L’esplosione è scattata all’apertura dell’ingresso — probabilmente a causa di una scintilla che ha innescato le bombole — e ha travolto gli agenti e i pompieri, causandone il crollo totale. L’immobile su due piani è collassato, rendendo la scena simile a un teatro di guerra.
Diciassette persone tra carabinieri, poliziotti e vigili del fuoco risultano ferite, ma nessuna in imminente pericolo di vita secondo fonti sanitarie locali. Due dei fratelli, Maria Luisa e Dino, sono stati trovati all’interno del casolare con gravi ustioni e sono attualmente ricoverati, mentre Franco, inizialmente fuggito, è stato catturato poco dopo in una campagna vicina.
Il procuratore capo Raffaele Tito ha parlato di omicidio volontario e premeditato e sta valutando l’ipotesi di strage, sostenendo che non ci sia “alcun dubbio” sulla natura dolosa dell’azione.

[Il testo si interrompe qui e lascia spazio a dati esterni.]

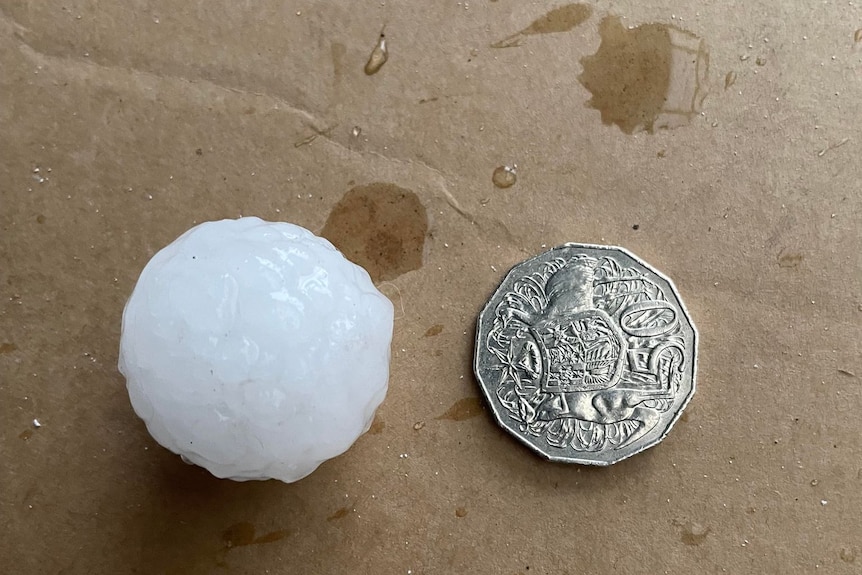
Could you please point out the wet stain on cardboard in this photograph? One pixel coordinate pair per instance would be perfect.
(380, 227)
(504, 177)
(377, 426)
(463, 409)
(339, 53)
(340, 514)
(562, 19)
(242, 533)
(729, 79)
(646, 78)
(789, 259)
(694, 533)
(435, 329)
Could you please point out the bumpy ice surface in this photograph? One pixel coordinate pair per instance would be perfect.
(255, 349)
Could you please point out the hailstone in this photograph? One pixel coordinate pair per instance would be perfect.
(255, 349)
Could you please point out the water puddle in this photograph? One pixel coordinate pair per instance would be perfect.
(646, 78)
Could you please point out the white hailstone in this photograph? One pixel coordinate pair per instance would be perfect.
(255, 349)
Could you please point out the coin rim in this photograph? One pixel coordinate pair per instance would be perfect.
(523, 439)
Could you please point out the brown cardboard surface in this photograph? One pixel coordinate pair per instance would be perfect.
(144, 118)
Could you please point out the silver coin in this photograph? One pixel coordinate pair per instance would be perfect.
(586, 354)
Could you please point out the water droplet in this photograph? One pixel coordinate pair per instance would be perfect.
(504, 177)
(729, 79)
(562, 19)
(647, 77)
(379, 56)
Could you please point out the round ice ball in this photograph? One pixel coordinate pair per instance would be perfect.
(255, 349)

Sono state rinvenute 5-6 bombole nel casolare e si attendono i filmati delle bodycam per integrare la ricostruzione. Prima dell’esplosione alcuni operatori avrebbero udito un sibilo sospetto, forse legato alla fuoriuscita del gas.

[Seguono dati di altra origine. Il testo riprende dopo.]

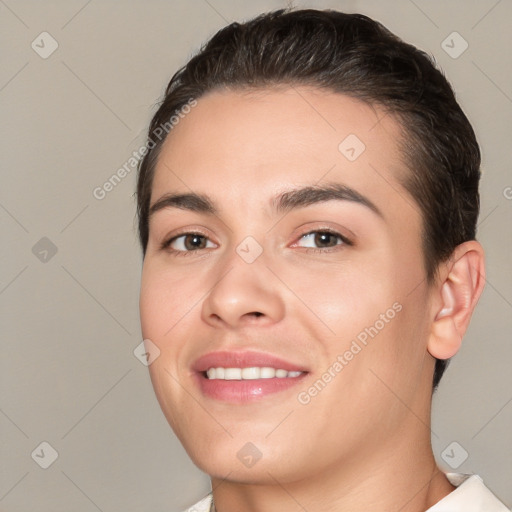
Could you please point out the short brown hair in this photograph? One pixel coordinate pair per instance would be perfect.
(356, 56)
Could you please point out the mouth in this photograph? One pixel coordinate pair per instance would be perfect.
(251, 373)
(239, 377)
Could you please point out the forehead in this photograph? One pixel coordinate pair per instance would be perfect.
(258, 142)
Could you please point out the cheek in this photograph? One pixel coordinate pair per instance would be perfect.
(165, 298)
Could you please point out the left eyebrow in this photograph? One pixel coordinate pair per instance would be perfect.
(306, 196)
(284, 202)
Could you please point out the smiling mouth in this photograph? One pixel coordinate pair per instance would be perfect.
(251, 373)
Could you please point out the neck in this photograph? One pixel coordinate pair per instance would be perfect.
(400, 476)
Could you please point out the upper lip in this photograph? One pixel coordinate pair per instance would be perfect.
(245, 359)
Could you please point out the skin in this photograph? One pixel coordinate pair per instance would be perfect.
(363, 442)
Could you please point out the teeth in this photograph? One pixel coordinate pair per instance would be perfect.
(252, 373)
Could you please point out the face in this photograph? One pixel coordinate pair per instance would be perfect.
(287, 322)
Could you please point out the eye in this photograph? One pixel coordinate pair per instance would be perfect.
(323, 239)
(187, 242)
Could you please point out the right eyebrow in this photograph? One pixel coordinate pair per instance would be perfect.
(191, 201)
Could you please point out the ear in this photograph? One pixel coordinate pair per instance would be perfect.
(461, 282)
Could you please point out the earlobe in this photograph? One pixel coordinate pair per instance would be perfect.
(457, 295)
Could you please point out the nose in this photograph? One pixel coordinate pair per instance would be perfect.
(244, 294)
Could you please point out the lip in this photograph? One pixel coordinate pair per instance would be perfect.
(245, 359)
(244, 391)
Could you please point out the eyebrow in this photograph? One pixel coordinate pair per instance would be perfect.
(284, 202)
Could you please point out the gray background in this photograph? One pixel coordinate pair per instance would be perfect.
(70, 324)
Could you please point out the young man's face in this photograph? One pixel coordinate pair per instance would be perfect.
(263, 286)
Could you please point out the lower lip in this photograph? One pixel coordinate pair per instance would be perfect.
(245, 390)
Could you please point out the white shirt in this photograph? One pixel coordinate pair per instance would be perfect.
(471, 495)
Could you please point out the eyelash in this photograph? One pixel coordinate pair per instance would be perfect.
(345, 241)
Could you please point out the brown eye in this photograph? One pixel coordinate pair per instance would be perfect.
(188, 242)
(323, 239)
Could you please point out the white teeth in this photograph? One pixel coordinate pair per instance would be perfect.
(232, 373)
(252, 373)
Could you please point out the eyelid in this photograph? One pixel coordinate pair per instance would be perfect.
(165, 245)
(345, 240)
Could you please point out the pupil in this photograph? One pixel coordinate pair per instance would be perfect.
(196, 242)
(323, 238)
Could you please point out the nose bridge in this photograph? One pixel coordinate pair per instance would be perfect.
(244, 289)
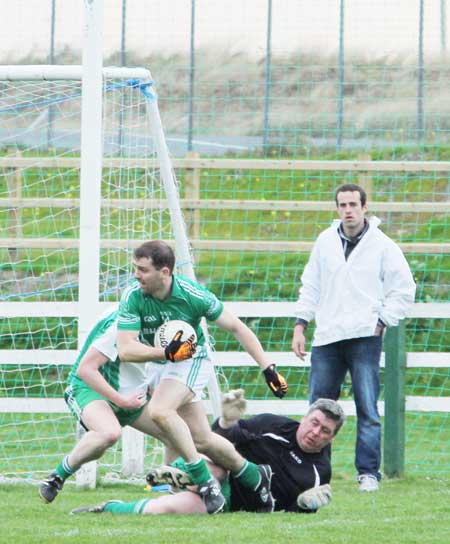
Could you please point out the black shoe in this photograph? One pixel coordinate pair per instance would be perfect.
(263, 492)
(167, 474)
(212, 496)
(96, 509)
(50, 487)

Le reazioni istituzionali sono state immediate: il presidente Mattarella ha espresso “sconcerto e profondo dolore”, mentre la premier Giorgia Meloni ha richiamato il sacrificio di chi “serve lo Stato”, inviando vicinanza alle famiglie delle vittime e augurando pronta guarigione ai feriti. Il ministro dell’Interno, Matteo Piantedosi, ha definito il bilancio “terribile” ricordando che, al momento dell’accesso forzoso, si è percepito l’odore del gas immediatamente prima della deflagrazione.
Secondo il sindacato dei Carabinieri (SIM), i tre militari deceduti erano impegnati a Padova e Mestre, e vengono descritti come uomini apprezzati, devoti all’uniforme e al servizio pubblico, fino all’estremo sacrificio. Il governatore del Veneto Luca Zaia ha fatto sapere che il boato è stato avvertito fino a 5 chilometri di distanza, definendo l’episodio “una tragedia che scuote tutto il Veneto”.
I precedenti indicano che già nel novembre 2024 i fratelli Ramponi si opposero a uno sgombero, saturando l’abitazione con gas e minacciando di far saltare tutto, salendo anche sul tetto con taniche di benzina. Allora l’intervento dei vigili del fuoco e dei carabinieri evitò il peggio. Quel modus operandi tragicamente si è ripetuto stanotte con esiti mortali.
L’indagine prosegue con accertamenti forensi e interrogatori non appena i fermati saranno in condizioni. Le forze dell’ordine dovranno rispondere alle domande più drammatiche: come sia stato possibile prevenire una simile deflagrazione, quali errori — se ce ne sono stati — siano stati commessi e chi porterà la responsabilità di una notte di devastazione e lutto.